Un cuentista eminente

24 de octubre de 2025 3 minutos


Tim Gautreaux
La Huerta Grande, 2025
536 páginas
25 euros

Tras sus dos novelas ambientadas en las primeras décadas del XX en Luisiana, su tierra natal, parte del Sur Profundo —plantaciones, esclavitud, pasado, derrota, penurias, tensiones raciales, fervientes bautizados, inmovilismo de la sociedad pero también actitudes maravillosas—, Tim Gautreaux (1947) corrobora su talento y su maestría para el cuento en Señales, su última colección. Reúne una docena de títulos nuevos, publicados en revistas, a los que suma nueve de sus dos libros anteriores de narrativa breve: tres de El mismo sitio, las mismas cosas y seis de Todo lo que vale

Vuelven a estar presentes los rasgos propios de este escritor: su mirada minuciosa y original, que compone historias —a veces sombrías, medio crueles— ingeniosas y bien narradas; el alcance universal de sus temas y la sabiduría de destacar objetos que sugieren simbolismo (una radio, un piano, una caja de caudales, una embarcación en una mancha de petróleo…). El buen humor, embeleso de Gautreaux, se asoma tras los infortunios y las adversidades. Y la emotividad —otro rasgo peculiar de su narrativa— bambolea entre dos polos no irreconciliables, de lo ridículo a lo sublime. Los personajes se desarrollan suficientemente en una veintena intensa y amena de páginas. Tienden a cotidianos. Les sobrevienen problemas y posibles soluciones, según qué decidan o entiendan ellos mismos, o si se arrepienten y cambian.

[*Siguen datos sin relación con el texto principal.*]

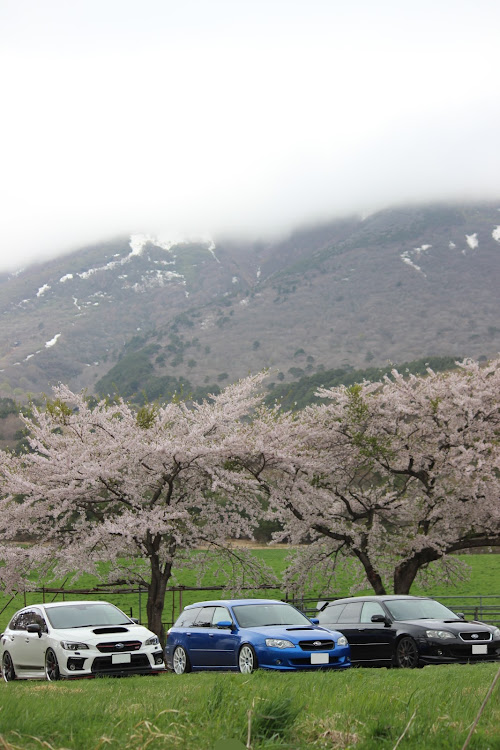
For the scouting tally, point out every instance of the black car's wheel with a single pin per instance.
(181, 661)
(406, 654)
(247, 659)
(52, 672)
(8, 671)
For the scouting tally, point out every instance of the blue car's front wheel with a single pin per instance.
(247, 659)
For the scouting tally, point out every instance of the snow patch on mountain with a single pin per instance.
(472, 240)
(53, 341)
(410, 256)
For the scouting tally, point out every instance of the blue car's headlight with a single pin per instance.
(73, 646)
(439, 634)
(279, 643)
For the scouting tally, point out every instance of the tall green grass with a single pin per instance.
(361, 708)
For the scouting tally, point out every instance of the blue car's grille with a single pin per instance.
(317, 645)
(306, 662)
(481, 635)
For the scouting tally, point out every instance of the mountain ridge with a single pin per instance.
(404, 283)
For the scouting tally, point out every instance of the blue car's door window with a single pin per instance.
(210, 646)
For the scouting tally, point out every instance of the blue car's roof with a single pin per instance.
(231, 602)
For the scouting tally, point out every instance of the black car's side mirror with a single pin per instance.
(34, 627)
(381, 618)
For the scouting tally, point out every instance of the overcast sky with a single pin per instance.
(189, 118)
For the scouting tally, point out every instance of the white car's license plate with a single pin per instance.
(120, 658)
(319, 658)
(479, 649)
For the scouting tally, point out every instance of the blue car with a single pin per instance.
(244, 634)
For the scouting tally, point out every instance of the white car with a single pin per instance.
(77, 639)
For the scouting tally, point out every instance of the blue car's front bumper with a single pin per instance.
(296, 659)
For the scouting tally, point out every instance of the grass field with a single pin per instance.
(361, 708)
(484, 580)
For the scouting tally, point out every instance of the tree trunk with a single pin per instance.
(373, 577)
(406, 571)
(156, 600)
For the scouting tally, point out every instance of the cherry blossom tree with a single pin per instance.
(142, 488)
(395, 475)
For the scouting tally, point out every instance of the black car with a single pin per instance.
(408, 631)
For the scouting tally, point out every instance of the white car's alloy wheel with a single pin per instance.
(51, 666)
(180, 661)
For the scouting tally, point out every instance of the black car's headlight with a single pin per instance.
(439, 634)
(279, 643)
(73, 646)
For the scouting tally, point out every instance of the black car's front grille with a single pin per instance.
(317, 645)
(477, 635)
(104, 664)
(118, 647)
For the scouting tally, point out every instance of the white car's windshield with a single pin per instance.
(258, 615)
(419, 609)
(86, 615)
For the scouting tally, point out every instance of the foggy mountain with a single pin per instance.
(140, 315)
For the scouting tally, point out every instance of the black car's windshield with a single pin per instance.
(419, 609)
(258, 615)
(86, 615)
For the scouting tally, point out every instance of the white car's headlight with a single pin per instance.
(439, 634)
(73, 646)
(278, 643)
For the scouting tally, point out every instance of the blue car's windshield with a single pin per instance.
(86, 615)
(419, 609)
(258, 615)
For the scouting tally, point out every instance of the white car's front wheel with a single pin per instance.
(8, 671)
(181, 661)
(52, 672)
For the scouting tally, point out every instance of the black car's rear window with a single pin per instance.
(419, 609)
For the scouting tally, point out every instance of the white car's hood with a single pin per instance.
(103, 633)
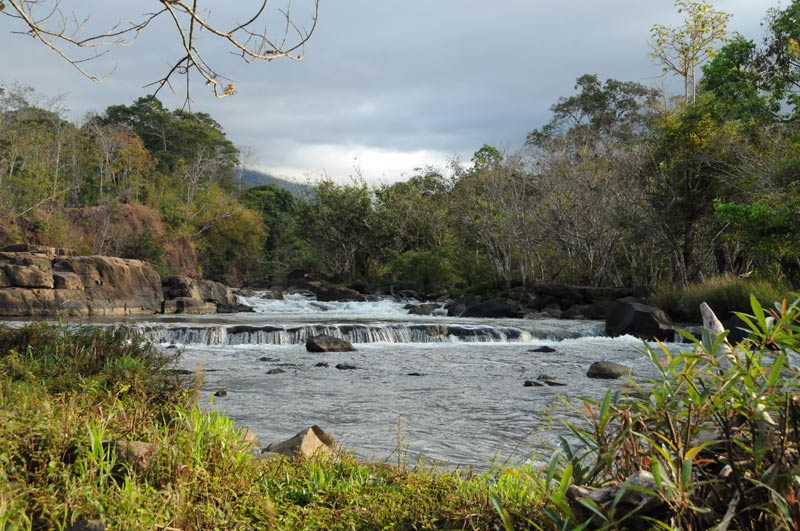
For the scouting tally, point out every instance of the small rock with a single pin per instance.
(608, 370)
(87, 525)
(543, 349)
(325, 343)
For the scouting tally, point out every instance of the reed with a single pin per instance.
(71, 399)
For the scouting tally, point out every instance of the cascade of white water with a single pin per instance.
(354, 333)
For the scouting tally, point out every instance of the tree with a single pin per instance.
(338, 221)
(779, 61)
(682, 49)
(735, 80)
(588, 157)
(71, 37)
(600, 115)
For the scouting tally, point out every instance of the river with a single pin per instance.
(438, 388)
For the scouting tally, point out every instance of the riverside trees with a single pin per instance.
(620, 187)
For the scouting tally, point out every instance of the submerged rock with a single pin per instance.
(324, 343)
(639, 320)
(608, 370)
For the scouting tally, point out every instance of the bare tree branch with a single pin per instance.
(68, 35)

Como libro de cuentos, Señales está bien distribuido de peso, bien estibado: lo inicia un relato excelente —«Ídolos»— y lo cierra una historia inolvidable de amor conyugal —«Lo que no vemos a la luz»— y ninguna de las veintiuna piezas desmerece. En «Ídolos» (como llama la mujer de uno de los protagonistas a los tatuajes que su marido intenta borrarse), Gautreaux acepta un reto que ejecuta con calidad narrativa: expandir dos cuentos de Flannery O’Connor. Combina las figuras de aquella también genial (y católica) cuentista sureña: a Julian de «Todo lo que asciende debe converger» y a Obadiah de «La espalda de Parker». Gautreaux, como O’Connor, admite también el sentido anagógico de sus narraciones, una interpretación que lleva al alma a un deseo de ascender, de mejorar interiormente, igual que la lectura anagógica de las Escrituras permite detectar en los versículos las promesas de la salvación eterna.

En «Cambio de actitud», un joven y grandullón sacerdote al que arrolló un tren mientras pensaba en detalles de su homilía se ha quedado con la cara desfigurada y el corazón cándido de siempre (piensa que todo el mundo es bueno). Apenas recibe labores pastorales. Se mete en un lío por confesar a un mexicano ilegal, jardinero suyo, que le robó una escopeta de caza a un pariente y la empeñó. Para solucionarlo, el cura quiere comprar otra pero acaban deteniéndole en la armería. Al mexicano y su gente los deportan, y el sacerdote va un año a una cárcel aburrida y llena de desfalcadores y magnates y dos italianos. Allí llega un gigantón como él, antiguo jugador de rugby que un día le da una paliza. Cuando el cura sale del presidio, le confían escasas y sencillas tareas sacerdotales. Predica, en una urgente sustitución, a unos niños a quienes les lee la historia del samaritano que recibe una tunda. Como él. Pregunta el cura a los críos: «¿Por qué permitió Dios que le dieran una paliza al judío?». Las respuestas de los chiquillos —entre resabidillas e ingenuas— son de diez. Y el broche del narrador, de matrícula. 

Otras de las muestras nuevas del libro son también magistrales: «La reseña», «Magia de la radio», «Alas», «Señales»… Releídas, todas las milésimas de ese oro se convierten en metal más valioso, casi casi oro puro. Cada veinticinco años vienen tres cuentistas perfectos. Gautreaux está en el pódium, aunque no besa su medalla.